Reflections, Experiences, Shared Vision

December 6, 2006

Christmas time has become a time of sad-sweet memories for me, a time for both coping and celebrating.

SAD:

It was six years ago, this coming Boxing Day that I last saw Ryan.

This Christmas his mood had been very different. It was very hard to see him so glum and zombie-like. This was not Ryan as I had always known him. He had been a fun-loving, boisterous, happy child, youth, and adult at every Christmas gathering. He had always enjoyed being with family and would bug me if we hadn’t made plans at various times of the year. This year, 2001, he wasn’t enjoying himself as he quietly faded into the furniture, seemingly too ashamed and sad to be seen.
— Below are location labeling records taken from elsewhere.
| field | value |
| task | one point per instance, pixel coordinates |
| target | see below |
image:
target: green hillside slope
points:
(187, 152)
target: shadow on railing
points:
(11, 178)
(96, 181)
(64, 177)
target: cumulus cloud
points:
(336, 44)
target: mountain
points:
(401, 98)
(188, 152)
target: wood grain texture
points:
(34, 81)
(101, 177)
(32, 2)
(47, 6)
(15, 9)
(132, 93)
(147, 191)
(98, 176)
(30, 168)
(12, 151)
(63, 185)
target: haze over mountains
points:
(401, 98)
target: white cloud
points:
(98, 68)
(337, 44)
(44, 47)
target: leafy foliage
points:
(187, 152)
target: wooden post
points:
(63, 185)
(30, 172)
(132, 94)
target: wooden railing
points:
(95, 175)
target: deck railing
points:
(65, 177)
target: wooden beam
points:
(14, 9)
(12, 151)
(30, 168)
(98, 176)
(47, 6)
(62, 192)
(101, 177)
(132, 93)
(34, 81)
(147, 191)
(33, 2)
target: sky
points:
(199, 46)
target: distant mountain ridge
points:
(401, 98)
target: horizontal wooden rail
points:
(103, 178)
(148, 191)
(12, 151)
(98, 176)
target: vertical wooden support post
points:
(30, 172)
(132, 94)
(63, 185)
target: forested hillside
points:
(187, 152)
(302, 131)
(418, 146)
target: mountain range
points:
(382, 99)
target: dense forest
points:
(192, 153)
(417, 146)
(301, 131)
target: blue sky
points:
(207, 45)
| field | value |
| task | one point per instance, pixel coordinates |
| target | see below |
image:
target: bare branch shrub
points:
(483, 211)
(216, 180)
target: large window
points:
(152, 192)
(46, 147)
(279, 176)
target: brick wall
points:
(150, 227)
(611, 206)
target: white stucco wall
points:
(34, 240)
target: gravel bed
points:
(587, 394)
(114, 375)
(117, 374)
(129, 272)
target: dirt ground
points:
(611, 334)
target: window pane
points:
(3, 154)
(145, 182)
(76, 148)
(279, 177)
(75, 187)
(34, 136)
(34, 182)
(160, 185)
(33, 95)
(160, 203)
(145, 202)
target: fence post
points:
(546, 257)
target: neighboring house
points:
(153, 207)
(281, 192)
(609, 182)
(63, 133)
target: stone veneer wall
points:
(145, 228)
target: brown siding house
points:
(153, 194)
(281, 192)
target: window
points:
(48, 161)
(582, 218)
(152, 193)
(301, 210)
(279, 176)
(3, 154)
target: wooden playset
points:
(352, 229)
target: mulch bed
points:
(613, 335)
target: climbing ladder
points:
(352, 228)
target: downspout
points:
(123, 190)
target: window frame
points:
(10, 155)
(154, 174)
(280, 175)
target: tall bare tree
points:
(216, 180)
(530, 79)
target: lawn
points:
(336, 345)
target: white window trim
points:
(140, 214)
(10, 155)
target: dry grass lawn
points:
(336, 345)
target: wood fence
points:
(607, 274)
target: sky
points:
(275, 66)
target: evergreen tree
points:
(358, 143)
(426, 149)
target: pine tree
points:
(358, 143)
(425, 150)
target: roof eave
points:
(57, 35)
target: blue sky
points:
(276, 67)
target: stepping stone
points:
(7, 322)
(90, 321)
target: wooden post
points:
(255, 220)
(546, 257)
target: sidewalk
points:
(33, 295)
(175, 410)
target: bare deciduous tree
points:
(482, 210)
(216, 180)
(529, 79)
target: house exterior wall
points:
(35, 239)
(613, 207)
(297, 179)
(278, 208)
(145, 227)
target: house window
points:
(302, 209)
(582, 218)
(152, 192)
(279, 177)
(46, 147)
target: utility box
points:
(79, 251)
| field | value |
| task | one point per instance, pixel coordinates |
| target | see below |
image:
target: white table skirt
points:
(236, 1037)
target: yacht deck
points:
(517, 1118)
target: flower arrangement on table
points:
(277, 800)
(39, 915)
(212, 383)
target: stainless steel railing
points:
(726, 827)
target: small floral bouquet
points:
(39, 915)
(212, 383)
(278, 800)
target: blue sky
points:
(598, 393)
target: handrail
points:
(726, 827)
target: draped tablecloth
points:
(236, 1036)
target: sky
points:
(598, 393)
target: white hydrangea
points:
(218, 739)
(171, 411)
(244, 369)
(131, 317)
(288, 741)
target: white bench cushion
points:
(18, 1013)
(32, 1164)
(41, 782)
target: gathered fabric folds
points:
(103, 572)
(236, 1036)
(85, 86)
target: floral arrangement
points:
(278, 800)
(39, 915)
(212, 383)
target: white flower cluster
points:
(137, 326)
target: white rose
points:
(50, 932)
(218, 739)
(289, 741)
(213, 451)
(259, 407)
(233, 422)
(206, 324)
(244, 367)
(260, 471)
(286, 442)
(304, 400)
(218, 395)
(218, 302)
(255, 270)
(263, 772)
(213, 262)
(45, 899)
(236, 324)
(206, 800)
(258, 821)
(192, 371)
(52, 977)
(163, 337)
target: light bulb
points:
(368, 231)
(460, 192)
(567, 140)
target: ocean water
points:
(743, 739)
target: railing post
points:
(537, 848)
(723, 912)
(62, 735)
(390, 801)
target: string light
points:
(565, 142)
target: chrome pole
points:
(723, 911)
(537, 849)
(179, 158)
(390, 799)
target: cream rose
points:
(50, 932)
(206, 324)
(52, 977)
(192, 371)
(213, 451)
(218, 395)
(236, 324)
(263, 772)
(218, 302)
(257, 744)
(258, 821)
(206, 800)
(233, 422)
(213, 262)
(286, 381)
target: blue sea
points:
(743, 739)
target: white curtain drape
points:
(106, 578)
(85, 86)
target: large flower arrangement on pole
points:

Only three weeks later he was gone.

Some of you are going through similar sad memories, worries, or anguish as your loved ones struggle with their drug or alcohol demons. Perhaps for you as for me, spending time with them this Christmas isn’t possible. This is a good time to reminisce, to pull up the sweet memories, and to be thankful for them.

You might find it helpful to look at photo albums or to write a letter, even if you have no address to send it to. Just getting our feelings out by writing them down helps to relieve them. And who knows, maybe they do communicate somehow on another plane. Crazy idea? Maybe. What’s the harm in trying? At the very least it will help you to heal so that you can be stronger in case your loved one finally asks for your help.

If you are in the midst of a fight to help your loved one I truly empathize with you. I don’t know of a more helpless feeling than to watch a precious son or daughter, niece or nephew, or grandchild in this struggle. Please take good care of yourself. Seek someone you can trust to talk to if the stress is undermining your own life and health. A trained drug and alcohol counselor will work with family too and can be very helpful in how to cope through the season.

SWEET:

The sweet memories I am left with are many. As I think of other Christmas times when Ryan was little I remember several years of his antics as the Fonze (a TV series called Happy Days, with Arthur Herbert Fonzarelli as Fonzie). He would crack us up every time. He loved to be goofy. The older I get the goofier I too have allowed myself to act. I’m thankful Ryan has taught me how to have fun with myself. It’s good to ‘hear’ him laughing too.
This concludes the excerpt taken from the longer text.